Keiran Paster

PhD Student at the University of Toronto ยท keirp@cs.toronto.edu

I am a third year PhD student studying at the University of Toronto. I am supervised by Sheila McIlraith and Jimmy Ba. My current interest lies in endowing artificial agents with the ability to exploit their past experiences to accellerate their learning on new tasks. Currently, I am working with model-based reinforcement learning.

Publications

Planning from Pixels using Inverse Dynamics Models

Keiran Paster, Sheila McIlraith, Jimmy Ba

Presented at the NeurIPS 2020 Deep RL Workshop (Oral).

Published at ICLR 2021.

Code is available on github.

Equilibrium Finding via Asymmetric Self-Play Reinforcement Learning

Jie Tang*, Keiran Paster*, Pieter Abbeel

Presented at the NeurIPS 2018 Deep RL Workshop.

Experience

TA for CSC413/2516, Neural Networks and Deep Learning

University of Toronto

CSC413 is a course which gives an overview of both foundational ideas and recent advances in neural net algorithms. During my time as a TA, I taught a tutorial, wrote a homework assignment about self-attention and normalizing flow models, and graded student projects.

January 2021 - May 2021

UGSI for CS 189, Introduction to Machine Learning

UC Berkeley

Managed a class of 744 students, personally teaching a discussion section with 50 students.

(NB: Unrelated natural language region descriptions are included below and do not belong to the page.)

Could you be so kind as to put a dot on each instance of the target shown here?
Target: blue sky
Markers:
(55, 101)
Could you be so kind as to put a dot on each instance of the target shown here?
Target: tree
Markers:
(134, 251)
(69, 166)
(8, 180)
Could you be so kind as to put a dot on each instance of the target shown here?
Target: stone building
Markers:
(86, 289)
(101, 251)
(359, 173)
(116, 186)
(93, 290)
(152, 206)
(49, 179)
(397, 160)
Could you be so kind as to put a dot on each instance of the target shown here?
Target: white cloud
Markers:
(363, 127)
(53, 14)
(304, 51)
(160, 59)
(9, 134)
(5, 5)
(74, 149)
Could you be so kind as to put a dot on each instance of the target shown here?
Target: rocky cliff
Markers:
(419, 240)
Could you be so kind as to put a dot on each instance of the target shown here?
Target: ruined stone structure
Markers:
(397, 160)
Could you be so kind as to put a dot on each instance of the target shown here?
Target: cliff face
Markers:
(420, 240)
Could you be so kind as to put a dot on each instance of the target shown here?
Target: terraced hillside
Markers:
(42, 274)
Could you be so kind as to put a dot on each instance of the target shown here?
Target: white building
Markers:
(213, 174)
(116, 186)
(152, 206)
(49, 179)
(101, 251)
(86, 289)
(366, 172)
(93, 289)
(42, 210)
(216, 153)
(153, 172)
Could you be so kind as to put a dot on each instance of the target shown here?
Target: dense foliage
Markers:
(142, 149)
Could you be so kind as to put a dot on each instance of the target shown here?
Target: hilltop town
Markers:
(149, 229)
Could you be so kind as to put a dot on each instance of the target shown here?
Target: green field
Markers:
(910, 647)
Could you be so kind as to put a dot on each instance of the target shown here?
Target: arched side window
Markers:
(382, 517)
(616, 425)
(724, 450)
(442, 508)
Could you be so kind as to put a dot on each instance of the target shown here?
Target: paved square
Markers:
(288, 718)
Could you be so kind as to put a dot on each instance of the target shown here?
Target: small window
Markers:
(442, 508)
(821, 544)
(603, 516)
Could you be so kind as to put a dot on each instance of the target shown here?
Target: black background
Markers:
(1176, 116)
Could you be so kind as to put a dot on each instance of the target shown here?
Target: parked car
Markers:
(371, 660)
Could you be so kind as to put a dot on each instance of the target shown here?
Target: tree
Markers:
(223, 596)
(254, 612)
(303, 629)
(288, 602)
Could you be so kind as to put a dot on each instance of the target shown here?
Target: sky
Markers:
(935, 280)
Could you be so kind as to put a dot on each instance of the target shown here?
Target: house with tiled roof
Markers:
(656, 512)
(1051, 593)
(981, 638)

CS 189 is a proof-based class where students learn concepts like regression, classification, density estimation, dimensionality reduction, and clustering.

January - May 2019

Undergraduate Researcher

Working on deep reinforcement learning algorithms applied to multiagent games. Exploring techniques to make agents less exploitable by adapting quickly to new opponents.

September 2017 - May 2019

Software Engineering Intern

Integrated Gmail Ads data into a MapReduce pipeline that generates terabytes of clean training data by combining data from multiple sources. Helped with the development of several internal tools, including a Gmail Ads serving stack diagnostic tool, a user model viewer and editor, and a visual user event inspector.

May 2017 - August 2017

Interests

In my opinion, the main limiting factor preventing RL from being as efficient as humans is data reuse. While a human can be shown a new task and use their previous experience to infer what strategies to try, efficiently exploiting past knowledge in RL remains an open and incredibly important problem. In my research as a PhD student at the University of Toronto, I am working on ways to endow RL agents with the ability to share knowledge between tasks, learn multi-purpose models of their world, and discover high-level, reusable skills. By exploring different forms of how to model previous experience, how these models can be learned, and how best to exploit them, I hope to find a scalable and effective way to bridge the gap between the ways humans and artificial agents learns to solve problems.